Responsibilities
- Design and build end-to-end infrastructure for training, evaluation, and productionization of ML models, working closely with our HPC engineers who manage our on-prem compute cluster
- Influence foundational choices around data access, compute orchestration, experiment tracking, model versioning, and deployment pipelines
- Partner with quant researchers to accelerate iteration cycles, tighten feedback loops, and bring models from prototype to live trading
- Work with researchers to adapt and deploy modern architectures — transformers, state-space models, temporal convolutions, graph neural networks — to noisy, high-frequency financial data.
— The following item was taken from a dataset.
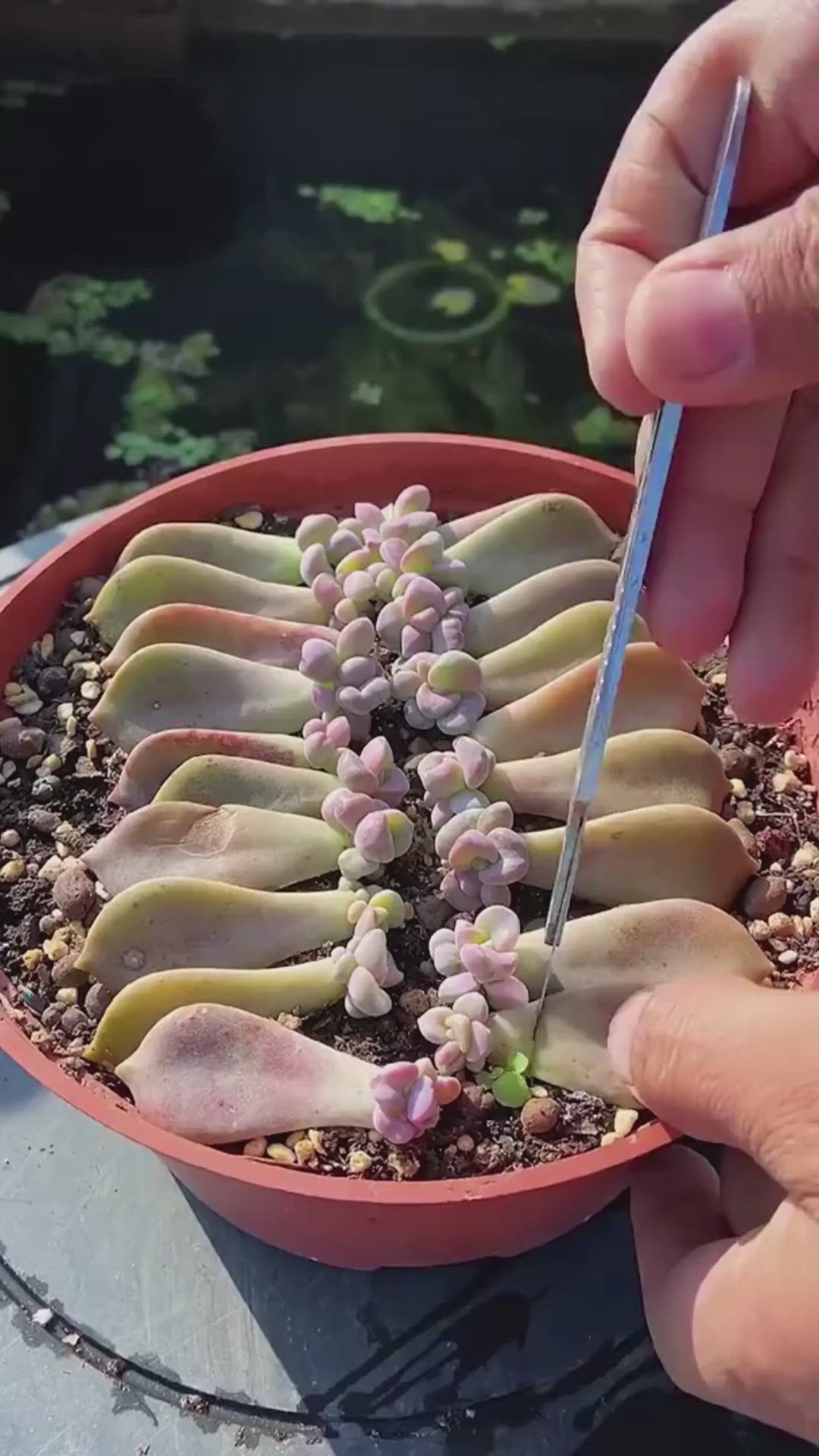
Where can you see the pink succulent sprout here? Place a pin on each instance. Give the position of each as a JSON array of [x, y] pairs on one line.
[[376, 909], [373, 772], [423, 618], [324, 742], [379, 833], [484, 856], [452, 781], [347, 679], [369, 970], [480, 957], [441, 692], [461, 1034], [409, 1097], [354, 563]]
Explore techniques like self-supervised pretraining, representation learning, and cross-sectional modelling where they offer genuine edge
- Shape our approach to reproducibility, continual learning, and production monitoring across a petabyte-scale data environment
- Define standards that create consistency across teams and geographies; mentor engineers and influence technical culture beyond your immediate work
- Keep pace with developments in deep learning research and ML infrastructure; bring ideas from academia and industry into how we work — whether that's new architectures, training techniques, or tooling
Requirements
- 8+ years of experience building ML platforms or infrastructure at a leading tech company, research lab, or quantitative firm
- A track record of designing and owning large-scale training and inference systems — not just contributing, but architecting
- Deep proficiency in Python, with strong experience in either CUDA or C++
- Hands-on expertise with modern deep learning frameworks (PyTorch, TensorFlow, or JAX) and practical experience implementing architectures like transformers, attention mechanisms, or sequence models
- Strong foundation in deep learning fundamentals: optimization, regularization, loss design, and the trade-offs that matter when training at scale
- Experience with distributed training at scale (Horovod, NCCL) and GPU optimization (cuDNN, TensorRT)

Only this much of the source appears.